My JDs were very skiddish when by they were by them selves in the tank. I tried putting in Giant Danios but they killed them within a few hours (I have no idea how they caught them) I finally put a couple of convicts in with them and it did wonders. They won't fight the convicts because they fight back and it encourages them to come out. But with a 55gal I'm not sure you could pull that off. If you could probably get older danios that are already too big to be eaten.


----------



## bernie comeau (Feb 19, 2007)

jeaninel said:


> dithers


I think about all you can do, is add some more fish. Tiger barbs or giant danios can perform the dither role quite well......though there is a good chance they may get eaten or killed.

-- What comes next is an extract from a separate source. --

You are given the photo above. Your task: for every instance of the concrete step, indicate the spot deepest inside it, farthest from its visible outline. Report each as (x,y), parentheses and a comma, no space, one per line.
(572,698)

I have a male jewel in my 29 gal. that is often quite sacared, for no appaernat reason. He's been that way since i removed him from my 180 gal. and placed him into the 29 gal., because he was no longer able to defend himself from the male CA in the 180 gal. tank. Anyways, I moved 3 young mbuna out of the 29 gal., and this jewel went completely "stupid". Couldn't even tip- toe into the room with out him running into the glass :x Worst case of the 'heebee-jeebees' i've ever seen. The rest of the tank, as well, followed his lead and was often quite scared. I was going to buy a group of paradise fish to calm him down.....but the fish is not that available around here anymore. Over a month went by and i finally addressed this unhealthy problem, and purchased 5 blue gouramis. The tank is 1000 X better with with the new 'dithers'.


----------



## Aquatic Aggression (Sep 26, 2011)

Try some floating plants. It may sound a little cruel but remove some of the items he hides behind.


----------